Finally, a naive definition for partition_sorted/4:

partition_sorted(Goal, List, True, False) :-
        partition_sorted_aux(List, Goal, True, False).

partition_sorted_aux([], _, [], []).
partition_sorted_aux([X|Xs], Goal, True, False) :-
        (       call(Goal, X)
        ->      True = [X|True0],
                partition_sorted_aux(Xs, Goal, True0, False)
        ;       True = [], False = [X|Xs]
        ).

This definition is naive because it only works properly if Goal succeeds or fails once without leaving behind choice points, and the input list is ground.

Answer 3

Here's my implementation using difference lists for better speed. It works pretty straighforwardly, takes a head from Chars, checks if H can be unified with any split char, if so, it creates a new word and add it into Bcu, if no, it will append the head to the end of Acu.

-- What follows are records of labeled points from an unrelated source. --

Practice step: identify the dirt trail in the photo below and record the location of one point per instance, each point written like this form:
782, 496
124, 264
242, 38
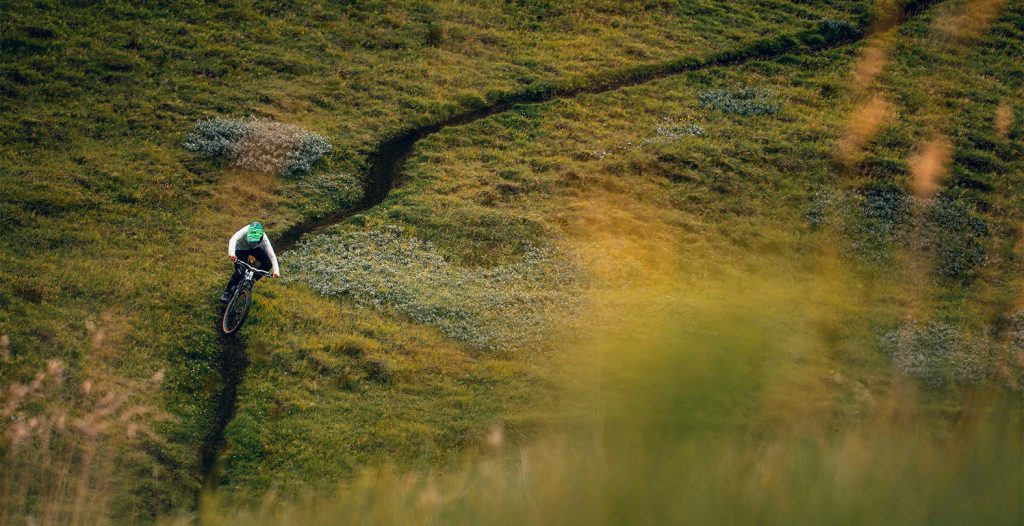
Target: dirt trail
388, 160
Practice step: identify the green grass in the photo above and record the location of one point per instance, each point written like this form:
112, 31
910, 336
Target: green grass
110, 222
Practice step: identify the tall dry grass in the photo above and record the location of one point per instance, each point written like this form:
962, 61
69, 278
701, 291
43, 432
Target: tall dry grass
665, 429
64, 443
864, 124
929, 166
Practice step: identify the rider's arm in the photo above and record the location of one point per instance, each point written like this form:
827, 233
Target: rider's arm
273, 258
235, 239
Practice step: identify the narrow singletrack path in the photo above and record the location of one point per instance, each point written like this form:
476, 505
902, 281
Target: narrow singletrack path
388, 160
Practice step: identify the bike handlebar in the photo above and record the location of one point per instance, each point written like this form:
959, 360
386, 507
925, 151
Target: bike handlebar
250, 267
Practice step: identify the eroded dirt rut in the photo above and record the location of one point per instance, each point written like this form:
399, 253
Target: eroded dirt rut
388, 160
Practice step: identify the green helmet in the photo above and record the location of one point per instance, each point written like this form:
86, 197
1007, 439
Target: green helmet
255, 233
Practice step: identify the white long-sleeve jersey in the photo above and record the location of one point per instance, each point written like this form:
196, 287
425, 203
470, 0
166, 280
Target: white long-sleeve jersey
239, 242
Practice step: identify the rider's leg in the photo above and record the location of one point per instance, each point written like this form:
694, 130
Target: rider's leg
263, 259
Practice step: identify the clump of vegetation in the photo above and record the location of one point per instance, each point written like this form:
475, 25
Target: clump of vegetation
744, 101
877, 221
339, 188
938, 353
502, 307
258, 144
955, 235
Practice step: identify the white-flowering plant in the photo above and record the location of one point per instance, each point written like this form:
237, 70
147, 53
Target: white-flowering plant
258, 144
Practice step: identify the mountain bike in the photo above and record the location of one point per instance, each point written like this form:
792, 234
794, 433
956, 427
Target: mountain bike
238, 307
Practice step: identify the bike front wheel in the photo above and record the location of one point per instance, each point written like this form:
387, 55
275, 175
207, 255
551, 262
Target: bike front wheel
237, 310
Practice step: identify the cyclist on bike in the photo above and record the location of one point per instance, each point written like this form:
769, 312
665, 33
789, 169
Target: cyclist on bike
250, 240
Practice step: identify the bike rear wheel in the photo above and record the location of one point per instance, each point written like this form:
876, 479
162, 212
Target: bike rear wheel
237, 310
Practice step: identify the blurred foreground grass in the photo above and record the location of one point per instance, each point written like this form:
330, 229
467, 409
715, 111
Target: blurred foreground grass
671, 422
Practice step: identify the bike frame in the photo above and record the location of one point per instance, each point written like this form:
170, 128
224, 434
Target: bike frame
244, 288
251, 271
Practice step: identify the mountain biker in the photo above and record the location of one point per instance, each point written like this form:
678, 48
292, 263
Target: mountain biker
250, 240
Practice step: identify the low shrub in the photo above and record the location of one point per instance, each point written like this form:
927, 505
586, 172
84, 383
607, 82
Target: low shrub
744, 101
938, 353
378, 370
503, 307
258, 144
670, 130
955, 235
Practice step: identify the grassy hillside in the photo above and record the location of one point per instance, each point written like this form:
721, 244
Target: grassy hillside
407, 333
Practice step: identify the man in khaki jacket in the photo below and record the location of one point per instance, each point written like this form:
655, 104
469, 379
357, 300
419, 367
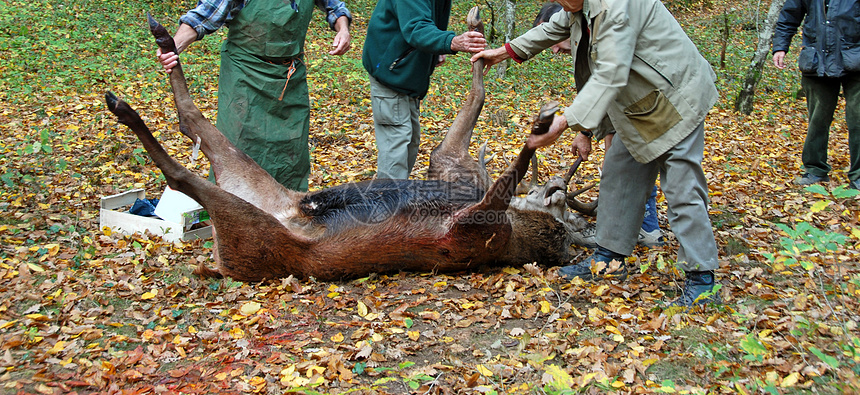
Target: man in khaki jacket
649, 78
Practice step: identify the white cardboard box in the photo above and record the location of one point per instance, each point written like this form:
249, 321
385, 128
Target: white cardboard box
126, 223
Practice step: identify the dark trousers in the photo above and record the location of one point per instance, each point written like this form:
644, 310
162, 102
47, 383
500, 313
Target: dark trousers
822, 95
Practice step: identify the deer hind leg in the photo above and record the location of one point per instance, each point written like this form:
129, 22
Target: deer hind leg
450, 160
234, 171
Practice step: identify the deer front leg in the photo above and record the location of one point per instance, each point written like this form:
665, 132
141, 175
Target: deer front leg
450, 160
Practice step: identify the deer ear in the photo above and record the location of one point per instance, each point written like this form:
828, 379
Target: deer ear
544, 118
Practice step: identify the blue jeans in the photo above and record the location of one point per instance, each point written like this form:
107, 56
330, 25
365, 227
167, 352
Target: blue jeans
649, 223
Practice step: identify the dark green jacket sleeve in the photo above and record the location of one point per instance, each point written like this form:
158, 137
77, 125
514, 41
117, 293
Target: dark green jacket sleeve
404, 41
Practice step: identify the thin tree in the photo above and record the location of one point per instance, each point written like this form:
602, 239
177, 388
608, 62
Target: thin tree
744, 101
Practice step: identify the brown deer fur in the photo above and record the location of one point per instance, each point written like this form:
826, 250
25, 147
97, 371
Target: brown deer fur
456, 220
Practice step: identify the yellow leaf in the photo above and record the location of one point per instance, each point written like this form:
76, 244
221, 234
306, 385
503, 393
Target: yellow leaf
314, 370
237, 333
559, 378
545, 307
484, 371
819, 205
53, 249
7, 324
34, 267
790, 380
59, 346
149, 295
250, 308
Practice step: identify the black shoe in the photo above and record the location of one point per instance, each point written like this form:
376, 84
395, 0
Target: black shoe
809, 179
583, 269
698, 290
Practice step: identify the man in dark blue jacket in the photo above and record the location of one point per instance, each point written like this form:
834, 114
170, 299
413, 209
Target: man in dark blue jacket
405, 41
829, 59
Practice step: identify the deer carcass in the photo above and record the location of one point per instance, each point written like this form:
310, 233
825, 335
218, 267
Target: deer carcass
453, 221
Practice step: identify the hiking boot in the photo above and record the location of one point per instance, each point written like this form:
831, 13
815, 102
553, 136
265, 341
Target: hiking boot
583, 269
650, 239
586, 237
698, 287
809, 179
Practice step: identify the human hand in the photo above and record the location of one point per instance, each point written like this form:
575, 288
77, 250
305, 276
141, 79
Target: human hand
168, 60
469, 42
581, 146
341, 43
491, 57
342, 39
779, 59
558, 126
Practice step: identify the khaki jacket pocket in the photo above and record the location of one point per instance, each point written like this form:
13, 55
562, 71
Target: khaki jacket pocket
653, 115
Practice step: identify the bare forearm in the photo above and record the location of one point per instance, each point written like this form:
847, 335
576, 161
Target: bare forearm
184, 36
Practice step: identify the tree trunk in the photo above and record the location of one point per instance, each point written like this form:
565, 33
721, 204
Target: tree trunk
744, 101
509, 18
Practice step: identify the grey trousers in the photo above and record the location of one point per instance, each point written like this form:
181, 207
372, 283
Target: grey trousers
398, 130
626, 184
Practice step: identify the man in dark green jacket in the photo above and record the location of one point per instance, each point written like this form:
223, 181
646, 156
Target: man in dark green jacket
405, 42
829, 59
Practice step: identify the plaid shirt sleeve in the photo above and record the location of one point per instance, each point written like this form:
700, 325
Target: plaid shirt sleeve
210, 15
333, 9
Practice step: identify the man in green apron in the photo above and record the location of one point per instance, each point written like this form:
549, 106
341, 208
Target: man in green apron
263, 105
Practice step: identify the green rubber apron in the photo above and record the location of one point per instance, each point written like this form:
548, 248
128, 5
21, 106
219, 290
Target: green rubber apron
263, 103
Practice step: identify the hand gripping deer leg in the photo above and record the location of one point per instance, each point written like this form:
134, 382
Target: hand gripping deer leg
234, 171
450, 160
487, 218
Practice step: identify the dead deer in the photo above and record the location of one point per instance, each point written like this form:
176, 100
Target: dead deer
456, 220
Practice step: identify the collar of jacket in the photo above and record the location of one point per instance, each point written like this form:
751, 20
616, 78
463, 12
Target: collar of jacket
592, 8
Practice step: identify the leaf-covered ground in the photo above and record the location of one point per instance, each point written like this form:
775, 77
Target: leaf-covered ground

%split_words(+Chars, +Splits, -Words).
% it needs list of Chars, list of Split characters, and returns list of
% words.
split_words(Chars, Splits, Words) :-
  split_words(Chars, Splits, X - X, Y - Y, Words).
split_words([], _, [], Bcu, Words) :- listify(Bcu, Words).
split_words([], _, Acu, Bcu, Words) :-
  listify(Acu, W), add(Bcu, W, New), listify(New, Words).
split_words([H|C], Splits, Acu, Bcu, Words) :-
  member(H, Splits), !, listify(Acu, W), add(Bcu, W, New),
  split_words(C, Splits, X - X, New, Words).
split_words([H|C], Splits, Acu, Bcu, Words) :-
 add(Acu, H, New), split_words(C, Splits, New, Bcu, Words).

add(X - [I|Y], I, X - Y).

listify(X - [], X).